So I have made a Nano send 4 pot values to an Arduino Uno over serial but I have a problem: I don't know how to separate these values. Here's the code:

Master:

    int Pot = A0;
    int Pot2 = A1;
    int Pot3 = A2;
    int Pot4 = A3;
    
    void setup() {
      Serial.begin(115200);
    }
    
    void loop() {
      int Value = analogRead(Pot);
      int Value2 = analogRead(Pot2);
      int Value3 = analogRead(Pot3);
      int Value4 = analogRead(Pot4);
      Serial.write(Value); //Write the serial data
      Serial.write(Value2); //Write the serial data
      Serial.write(Value3); //Write the serial data
      Serial.write(Value4); //Write the serial data
      delay(150);
    }

Slave:

    int incomingByte; // for incoming serial data
    
    void setup() {
      Serial.begin(115200); // opens serial port, sets data rate to 9600 bps
    }
    
    void loop() {
      // send data only when you receive data:
      if (Serial.available() > 0) {
        // read the incoming byte:
        incomingByte = Serial.read();
    
        // say what you got:
        Serial.print("I received: ");
        Serial.println(incomingByte, DEC);
      }
    }

And a bit from the serial logs:

    I received: 255
    I received: 247
    I received: 11
    I received: 0

It updates and sends these four values for the four pots, it can read them but they are together, and it sometimes also kind of lags if I can say it like that; it sometimes takes longer to update but then it goes to normal again.

Thanks!

1

This is actually a huge topic, one that I could write volumes on. However I will try and be concise. But it is such a common question it's time to finally write a definitive answer.

Sending data between devices, be that computers, Arduinos, or anything else like that, is very much like speaking to someone.

It is very common to do something like you have done and just "send" the data. However that is, as you have rightly noticed, very much akin to sending someone a message all in capitals with no spaces or punctuation. Like this:

WHATAPIECEOFWORKISMANHOWNOBLEINREASONHOWINFINITEINFACULTYINFORMANDMOVINGHOWEXPRESSANDADMIRABLEINACTIONHOWLIKEANANGELINAPPREHENSIONHOWLIKEAGODTHEBEAUTYOFTHEWORLDTHEPARAGONOFANIMALSANDYETTOMEWHATISTHISQUINTESSENCEOFDUSTMANDELIGHTSNOTMENONORWOMANEITHERTHOUGHBYYOURSMILINGYOUSEEMTOSAYSO

Only through effort and the application of known predefined standards (i.e., English vocabulary) is it possible to make out what the message says.

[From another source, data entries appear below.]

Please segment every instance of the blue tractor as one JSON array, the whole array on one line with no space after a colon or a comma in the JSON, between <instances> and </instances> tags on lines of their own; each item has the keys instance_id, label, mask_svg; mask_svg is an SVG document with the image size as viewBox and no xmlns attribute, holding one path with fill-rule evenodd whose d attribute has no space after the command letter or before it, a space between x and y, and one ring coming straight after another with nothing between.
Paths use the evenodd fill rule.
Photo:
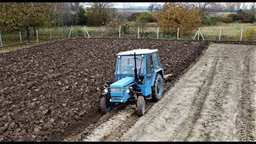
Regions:
<instances>
[{"instance_id":1,"label":"blue tractor","mask_svg":"<svg viewBox=\"0 0 256 144\"><path fill-rule=\"evenodd\" d=\"M104 86L100 101L103 114L112 110L112 105L133 103L139 116L145 114L145 100L159 101L162 95L165 78L158 50L138 49L117 54L115 82Z\"/></svg>"}]
</instances>

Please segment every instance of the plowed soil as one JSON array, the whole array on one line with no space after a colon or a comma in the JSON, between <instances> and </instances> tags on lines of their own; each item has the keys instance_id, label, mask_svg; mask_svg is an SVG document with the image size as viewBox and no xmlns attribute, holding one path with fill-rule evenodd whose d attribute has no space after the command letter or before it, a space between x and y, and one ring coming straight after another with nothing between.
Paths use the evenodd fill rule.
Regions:
<instances>
[{"instance_id":1,"label":"plowed soil","mask_svg":"<svg viewBox=\"0 0 256 144\"><path fill-rule=\"evenodd\" d=\"M79 140L255 141L255 46L214 43L144 116L126 107Z\"/></svg>"},{"instance_id":2,"label":"plowed soil","mask_svg":"<svg viewBox=\"0 0 256 144\"><path fill-rule=\"evenodd\" d=\"M158 49L165 73L174 74L172 81L207 46L207 42L74 38L1 54L0 142L62 141L122 110L117 106L102 117L98 107L105 82L114 82L118 52Z\"/></svg>"}]
</instances>

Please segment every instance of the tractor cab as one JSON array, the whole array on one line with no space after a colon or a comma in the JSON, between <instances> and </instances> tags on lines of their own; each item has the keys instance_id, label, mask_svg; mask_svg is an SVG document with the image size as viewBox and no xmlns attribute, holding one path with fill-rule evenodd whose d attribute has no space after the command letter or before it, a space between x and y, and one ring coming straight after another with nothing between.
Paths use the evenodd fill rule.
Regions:
<instances>
[{"instance_id":1,"label":"tractor cab","mask_svg":"<svg viewBox=\"0 0 256 144\"><path fill-rule=\"evenodd\" d=\"M135 103L145 113L145 99L158 101L162 94L164 72L158 50L138 49L117 54L115 82L104 90L100 107L110 111L114 102Z\"/></svg>"}]
</instances>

So in language we introduce "meta" information - that is, information in a message that tells you not about the content of the message, but about the message itself. The simplest is to introduce spaces to indicate where words start and end. So that message now becomes:

WHAT A PIECE OF WORK IS MAN HOW NOBLE IN REASON HOW INFINITE IN FACULTY IN FORM AND MOVING HOW EXPRESS AND ADMIRABLE IN ACTION HOW LIKE AN ANGEL IN APPREHENSION HOW LIKE A GOD THE BEAUTY OF THE WORLD THE PARAGON OF ANIMALS AND YET TO ME WHAT IS THIS QUINTESSENCE OF DUST MAN DELIGHTS NOT ME NO NOR WOMAN EITHER THOUGH BY YOUR SMILING YOU SEEM TO SAY SO

There, that's much more readable. But still lacking. So we add more "meta" characters that provide even more information about the formation of the message: punctuation. Now we can have:

What a piece of work is a man! How noble in reason, how infinite in faculty! In form and moving how express and admirable! In action how like an Angel! in apprehension how like a god! The beauty of the world! The paragon of animals! And yet to me, what is this quintessence of dust? Man delights not me; no, nor Woman neither; though by your smiling you seem to say so.

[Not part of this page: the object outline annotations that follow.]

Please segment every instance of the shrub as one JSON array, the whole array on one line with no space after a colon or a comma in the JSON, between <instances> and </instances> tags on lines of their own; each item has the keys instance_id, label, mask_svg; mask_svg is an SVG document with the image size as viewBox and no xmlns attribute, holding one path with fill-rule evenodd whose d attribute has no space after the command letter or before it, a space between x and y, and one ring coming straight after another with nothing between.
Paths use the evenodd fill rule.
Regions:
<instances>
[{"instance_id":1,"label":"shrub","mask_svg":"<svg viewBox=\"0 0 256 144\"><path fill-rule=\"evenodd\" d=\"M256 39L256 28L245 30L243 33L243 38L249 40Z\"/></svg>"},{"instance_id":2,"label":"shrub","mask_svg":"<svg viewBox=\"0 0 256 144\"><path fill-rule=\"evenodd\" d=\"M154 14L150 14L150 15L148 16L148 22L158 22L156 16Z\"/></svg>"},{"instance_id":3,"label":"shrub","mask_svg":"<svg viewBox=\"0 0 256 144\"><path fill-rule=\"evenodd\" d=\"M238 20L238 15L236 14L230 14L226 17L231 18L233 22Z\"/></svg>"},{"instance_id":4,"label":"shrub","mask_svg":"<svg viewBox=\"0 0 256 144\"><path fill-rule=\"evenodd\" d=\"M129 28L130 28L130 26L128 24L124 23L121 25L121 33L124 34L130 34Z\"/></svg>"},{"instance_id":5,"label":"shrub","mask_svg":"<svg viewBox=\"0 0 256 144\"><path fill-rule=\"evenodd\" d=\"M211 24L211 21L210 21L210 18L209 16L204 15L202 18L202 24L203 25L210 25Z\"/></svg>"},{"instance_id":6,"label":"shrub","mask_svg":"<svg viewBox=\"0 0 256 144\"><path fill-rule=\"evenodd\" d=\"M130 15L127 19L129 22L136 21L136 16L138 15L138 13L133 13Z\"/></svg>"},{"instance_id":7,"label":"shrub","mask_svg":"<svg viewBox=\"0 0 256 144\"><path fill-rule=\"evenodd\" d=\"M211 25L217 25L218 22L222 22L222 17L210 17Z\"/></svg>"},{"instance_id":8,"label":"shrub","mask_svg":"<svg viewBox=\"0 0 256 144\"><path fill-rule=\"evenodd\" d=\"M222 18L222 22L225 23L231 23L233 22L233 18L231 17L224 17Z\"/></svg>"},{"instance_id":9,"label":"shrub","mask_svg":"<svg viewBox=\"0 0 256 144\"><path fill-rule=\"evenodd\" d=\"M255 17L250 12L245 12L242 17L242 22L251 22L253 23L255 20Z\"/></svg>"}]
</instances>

And now the message is completely plain. What we have done here is introduce characters that aren't part of the message but form the structure of the message. These characters are distinct from the message by being of a different type of character. Not letters, but symbols instead. It's possible to add any symbol you could imagine and attach a meaning to it to convey any information about the message you like. There is no limit.

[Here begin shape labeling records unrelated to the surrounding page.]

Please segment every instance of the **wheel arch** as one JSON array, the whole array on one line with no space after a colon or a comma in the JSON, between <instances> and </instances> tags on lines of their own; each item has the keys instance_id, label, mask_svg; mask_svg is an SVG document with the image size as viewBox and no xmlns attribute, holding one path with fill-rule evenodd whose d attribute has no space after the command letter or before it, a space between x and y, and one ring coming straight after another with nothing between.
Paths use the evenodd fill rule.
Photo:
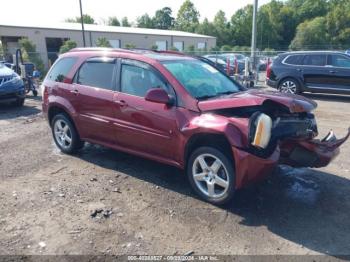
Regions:
<instances>
[{"instance_id":1,"label":"wheel arch","mask_svg":"<svg viewBox=\"0 0 350 262\"><path fill-rule=\"evenodd\" d=\"M75 130L78 132L78 135L80 137L80 132L79 129L77 128L75 121L74 121L74 117L69 113L69 110L67 110L66 108L60 106L60 105L52 105L49 107L48 111L47 111L47 118L49 121L49 125L51 126L51 122L53 120L53 118L57 115L57 114L64 114L66 117L68 117L68 119L72 122Z\"/></svg>"},{"instance_id":2,"label":"wheel arch","mask_svg":"<svg viewBox=\"0 0 350 262\"><path fill-rule=\"evenodd\" d=\"M184 149L184 166L187 168L188 159L191 153L199 147L208 146L220 150L232 161L234 166L233 153L231 144L224 134L218 133L197 133L193 134L185 145Z\"/></svg>"}]
</instances>

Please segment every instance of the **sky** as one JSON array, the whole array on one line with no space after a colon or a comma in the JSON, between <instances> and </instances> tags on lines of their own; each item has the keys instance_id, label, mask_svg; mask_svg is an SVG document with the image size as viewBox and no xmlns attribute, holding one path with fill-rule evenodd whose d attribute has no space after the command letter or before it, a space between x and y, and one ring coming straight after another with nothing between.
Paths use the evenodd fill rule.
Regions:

But that's where computer communication differs.

When sending data over serial you have a limited range of values you can send. You have one byte for sending information, which means that you can only send one of 256 possible "symbols".

When you're sending, as you are, binary data you use all 256 symbols for your data. There are no symbols left for any "punctuation" in your message. It becomes impossible to go even from the first to the second examples above, let alone the third.

So what can be done?

Well, there's two approaches:

  1. Re-encode your data to use less "symbols" leaving some available for meta information
  2. Nominate some of the symbols used for data to be also used for meta information and create some way of distinguishing them from the actual data

The first method is probably the simplest - change the data encoding to use a smaller range of symbols. The most obvious way is to use ASCII encoding - use just 10 symbols to represent numerical data, but use a lot more of them. I'm sure you know the symbols: "0123456789". You then have such standard symbols as "New Line" (or \n) to mark when your message is finished, and commas to separate different parts of your message.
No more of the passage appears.